The plaintiffs also describe much of OPM’s evidence in the Schedule Policy/Career final rule as “weak” and misleading. The lawsuit, for instance, points to OPM’s assertion in the final rule stating, “some federal employees … told OPM that policy-resistance ‘is a real thing.’”
But OPM’s evidence for that assertion, the plaintiffs argue, relies solely on one anonymous and vague comment on the proposed regulations.
An OPM spokesperson declined to comment for this story, stating that the agency does not comment on pending litigation.
More broadly, the now-updated lawsuit asserts that the vast majority of the career federal workforce is “entitled to robust civil service protections,” including notice and appeal rights in adverse action cases, as well as due process protections that are afforded under the Constitution.

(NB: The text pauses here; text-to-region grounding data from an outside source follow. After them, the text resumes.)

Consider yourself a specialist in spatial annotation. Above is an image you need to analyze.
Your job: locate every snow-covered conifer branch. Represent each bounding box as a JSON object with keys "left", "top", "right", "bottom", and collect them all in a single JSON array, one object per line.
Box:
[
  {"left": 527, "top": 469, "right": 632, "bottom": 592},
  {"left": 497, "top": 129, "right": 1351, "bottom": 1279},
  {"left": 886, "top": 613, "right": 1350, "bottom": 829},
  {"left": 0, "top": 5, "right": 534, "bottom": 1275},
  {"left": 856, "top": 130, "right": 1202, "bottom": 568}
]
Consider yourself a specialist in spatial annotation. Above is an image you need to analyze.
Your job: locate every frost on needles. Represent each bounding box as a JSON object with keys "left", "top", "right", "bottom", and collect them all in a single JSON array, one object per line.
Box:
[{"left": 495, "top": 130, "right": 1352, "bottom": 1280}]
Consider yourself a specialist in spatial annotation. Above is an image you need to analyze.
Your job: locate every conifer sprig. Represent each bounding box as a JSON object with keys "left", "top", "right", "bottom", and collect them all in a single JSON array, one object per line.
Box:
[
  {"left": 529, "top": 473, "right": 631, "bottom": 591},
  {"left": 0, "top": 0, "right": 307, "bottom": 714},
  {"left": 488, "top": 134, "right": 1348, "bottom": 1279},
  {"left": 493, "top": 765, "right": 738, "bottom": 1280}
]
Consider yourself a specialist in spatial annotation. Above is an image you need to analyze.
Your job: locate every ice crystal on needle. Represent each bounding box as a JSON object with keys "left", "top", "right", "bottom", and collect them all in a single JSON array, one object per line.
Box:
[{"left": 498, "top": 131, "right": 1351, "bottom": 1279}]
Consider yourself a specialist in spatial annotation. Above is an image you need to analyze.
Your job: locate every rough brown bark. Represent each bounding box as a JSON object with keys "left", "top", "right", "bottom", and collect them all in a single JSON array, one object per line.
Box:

“Over decades, merit-based selection and retention of employees have produced a stable and successful civil service that effectively carries out the ordinary and continuous work of the federal government and has effectuated the president’s policies and Congress’ programs regardless of political party,” the lawsuit states. “Without talented career employees’ expertise, presidential administrations would be significantly limited in their ability to implement their agendas, and the operations of the federal government — everything from Social Security to national parks — would grind to a halt.”
The lawsuit specifically alleges violations of the Administrative Procedure Act, as well as the Civil Service Reform Act — a 1978 law that established civil service protections for the career federal workforce, with relatively few exceptions. The plaintiffs assert that Schedule Policy/Career unlawfully applies the CSRA’s narrow exceptions regarding job protections to career federal employees, when the exceptions were intended only to apply to political appointees.
“Congress has said, time and again, that career civil servants should be retained based on merit and protected from arbitrary treatment,” the lawsuit states. “The [executive order] and the final rule turn that design on its head.”